To avoid a rout in the local elections in early 2023, the Conservative Party top brass began discussing “stopping the clock” in early October by replacing Truss with a more economically savvy and traditionally solid candidate. But Truss, known for his toughness, was reluctant to concede defeat and only slightly rolled back his reform measures, instead accusing dissidents of being “not real Conservatives” and further isolating himself. The two sides were deadlocked for a while as Conservative party rules restricted a vote of no confidence to the first year of a prime minister’s term.

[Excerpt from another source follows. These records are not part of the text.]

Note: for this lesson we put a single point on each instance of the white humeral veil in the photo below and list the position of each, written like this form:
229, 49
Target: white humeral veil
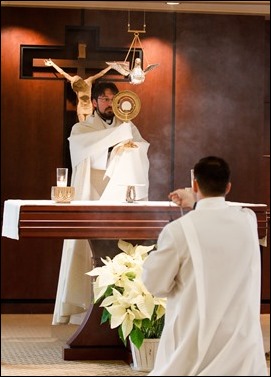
89, 143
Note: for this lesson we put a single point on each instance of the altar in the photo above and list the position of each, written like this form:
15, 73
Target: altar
96, 220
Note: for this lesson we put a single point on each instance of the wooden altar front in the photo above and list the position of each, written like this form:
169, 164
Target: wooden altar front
97, 221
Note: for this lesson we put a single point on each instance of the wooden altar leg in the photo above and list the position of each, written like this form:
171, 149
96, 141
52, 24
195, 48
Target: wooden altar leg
93, 341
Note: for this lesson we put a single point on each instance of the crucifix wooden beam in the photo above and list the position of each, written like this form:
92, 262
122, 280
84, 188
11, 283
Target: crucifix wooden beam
81, 64
91, 57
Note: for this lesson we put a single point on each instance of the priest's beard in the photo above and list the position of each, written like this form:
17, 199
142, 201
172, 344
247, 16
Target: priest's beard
107, 115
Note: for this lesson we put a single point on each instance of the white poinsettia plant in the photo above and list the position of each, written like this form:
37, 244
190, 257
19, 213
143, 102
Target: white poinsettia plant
127, 304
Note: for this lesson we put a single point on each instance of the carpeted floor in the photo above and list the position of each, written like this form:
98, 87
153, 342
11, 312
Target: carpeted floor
31, 346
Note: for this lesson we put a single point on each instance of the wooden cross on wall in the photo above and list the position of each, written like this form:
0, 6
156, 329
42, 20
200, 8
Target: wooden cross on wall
82, 42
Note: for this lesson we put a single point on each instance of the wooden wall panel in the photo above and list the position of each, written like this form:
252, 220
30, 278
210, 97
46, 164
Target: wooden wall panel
219, 98
208, 96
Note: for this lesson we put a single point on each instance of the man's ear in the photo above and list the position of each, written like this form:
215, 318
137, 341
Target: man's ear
228, 188
94, 102
195, 186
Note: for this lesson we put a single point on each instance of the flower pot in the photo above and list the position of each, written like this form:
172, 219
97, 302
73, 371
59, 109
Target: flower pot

The twist in the “intra-party confrontation” came on 14 October. Truss sacked Cabinet Secretary Kvartken and appointed his “long-time enemy” Hunt as his successor. This was seen as a de facto abandonment of her resistance: on the one hand, the appointment of Hunt as Chancellor of the Exchequer, who was totally opposed to Truss’s tax cuts, meant that the reform was over. On the same day that Hunt took office, the cabinet announced a return to the tax increase path of the previous government, which had restarted the proposal to increase corporate income tax by 6%. On the other hand, the Chancellor of the Exchequer is the second most important person in the cabinet, and the fact that Truss replaced the Chancellor of the Exchequer one month after she took office and had to recruit her political opponents on the condition that she abandoned all her policies shows that she has no allies in her party.

Truss’s electoral success was based on her radical ideas. Truss’s defeat also stemmed from her radicalism. In July this year, when then Prime Minister Boris Johnson was forced to step down due to his electoral defeat and falling approval ratings, the party’s complex forces eventually split into a “stable” faction, represented by Chancellor of the Exchequer, Sunnucks, and a “radical” faction, represented by Foreign Secretary, Mr Truss. Today, the radicals, led by Truss, have failed in their attempts to reform Britain. There is evidence that former Prime Minister Boris is likely to return to Downing Street. At the same time, the Conservative representative, Chancellor of the Exchequer, David Sunnucks, is also a strong contender for the Prime Minister’s seat. Where Britain goes from here remains to be seen in the outcome of the next Prime Ministerial election.